Tyson's Cosmos dealt more with galaxies and black holes. The biography (if we can call it that) was for William Hershel, though he mentioned his son, and Einstein got his play. This is really closer to Epsiode VII in the original series ("Space and Time").

This said, looking forward, I really wish Tyson had spoken about how the nuclear furnace inside stars work. I wish he'd mentioned the Doppler effect the way Sagan did. By episode 4 in the series, Sagan had already taught us much about gravity, spectrometry, matter, and how things worked together, so the new series is really lagging behind. Tyson, this episode, got so close to talking about the four traditional forces of nature. It would've been the perfect opportunity. Since he's lagging behind, future episodes might have to get a little technically messy, or topics bluntly excluded... which is a shame. I don't want Cosmos to be just another science show.

Tyson wasn't all bad. He hinted at the relationship between space and time. This could've used some elaboration, though. While Sagan's gravity episode (coming in a future review) actually made sense, Tyson merely stated that gravity was a distortion of space-time. The things he did superbly was showing what would happen if we removed gravity, then if we increased it. It made a good segue to the black hole talk. Incidentally, he showed stars turning on from the condensation of interstellar gasses... which was pretty rad. He also showed us the most distant galaxy visible by radio telescopes and revisited the cosmic calendar. The best thing, though, was a brief recreation of the scene where he met Carl Sagan. It was pretty touching.

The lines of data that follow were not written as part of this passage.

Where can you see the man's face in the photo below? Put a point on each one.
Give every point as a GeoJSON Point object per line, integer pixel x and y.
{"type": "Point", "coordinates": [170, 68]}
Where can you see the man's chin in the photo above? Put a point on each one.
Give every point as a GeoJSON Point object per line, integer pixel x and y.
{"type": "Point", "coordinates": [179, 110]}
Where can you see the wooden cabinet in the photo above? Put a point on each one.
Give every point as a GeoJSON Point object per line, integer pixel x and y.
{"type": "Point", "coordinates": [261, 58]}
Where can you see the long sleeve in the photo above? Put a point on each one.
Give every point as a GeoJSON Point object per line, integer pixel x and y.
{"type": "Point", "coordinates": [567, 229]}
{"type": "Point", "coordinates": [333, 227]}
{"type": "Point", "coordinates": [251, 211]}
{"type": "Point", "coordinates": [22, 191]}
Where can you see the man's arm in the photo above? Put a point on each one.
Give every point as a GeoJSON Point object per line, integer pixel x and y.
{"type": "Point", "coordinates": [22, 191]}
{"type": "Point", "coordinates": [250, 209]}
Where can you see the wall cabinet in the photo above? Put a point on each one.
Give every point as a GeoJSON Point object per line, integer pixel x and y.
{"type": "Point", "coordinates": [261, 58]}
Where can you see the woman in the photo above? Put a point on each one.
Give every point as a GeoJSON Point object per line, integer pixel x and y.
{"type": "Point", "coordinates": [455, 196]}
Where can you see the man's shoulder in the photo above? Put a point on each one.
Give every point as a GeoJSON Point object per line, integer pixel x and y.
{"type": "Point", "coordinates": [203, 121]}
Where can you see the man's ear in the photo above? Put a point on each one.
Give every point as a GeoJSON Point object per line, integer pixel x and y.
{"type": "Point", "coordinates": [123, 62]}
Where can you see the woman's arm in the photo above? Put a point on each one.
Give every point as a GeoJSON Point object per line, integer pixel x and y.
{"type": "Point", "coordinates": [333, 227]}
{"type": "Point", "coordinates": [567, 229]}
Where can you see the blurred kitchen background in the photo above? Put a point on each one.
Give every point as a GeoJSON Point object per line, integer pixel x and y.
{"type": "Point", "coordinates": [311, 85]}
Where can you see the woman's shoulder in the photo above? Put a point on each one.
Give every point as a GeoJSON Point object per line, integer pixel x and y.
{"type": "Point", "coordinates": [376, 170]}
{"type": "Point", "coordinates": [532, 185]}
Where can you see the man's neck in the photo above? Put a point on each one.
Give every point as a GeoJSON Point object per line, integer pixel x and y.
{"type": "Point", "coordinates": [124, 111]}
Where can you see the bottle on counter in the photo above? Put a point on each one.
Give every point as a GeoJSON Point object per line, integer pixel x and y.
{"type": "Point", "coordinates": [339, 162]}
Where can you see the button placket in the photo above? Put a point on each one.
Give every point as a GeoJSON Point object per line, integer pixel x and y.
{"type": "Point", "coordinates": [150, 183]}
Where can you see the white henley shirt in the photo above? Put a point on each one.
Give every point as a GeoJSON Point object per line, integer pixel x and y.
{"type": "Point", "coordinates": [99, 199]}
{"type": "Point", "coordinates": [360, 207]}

Another brief complaint about the new series— I realized watching "Heaven and Hell" that Carl Sagan is very particular about a sense of scale. I know I mentioned this before in regards to the Cosmic Calendar... but Sagan really points out the scale of things in a way that Tyson doesn't [yet].

This said, I still prefer the original series with its depth of coverage and how I walk away from it feeling like I understand more of the cosmos. It dawned on me today, also, that it had a more enjoyable soundtrack (for what it's worth). The new series seems a bit vacuous. Pretty pictures with no real lessons. I'm hoping that it gets better-- it already hints that it does.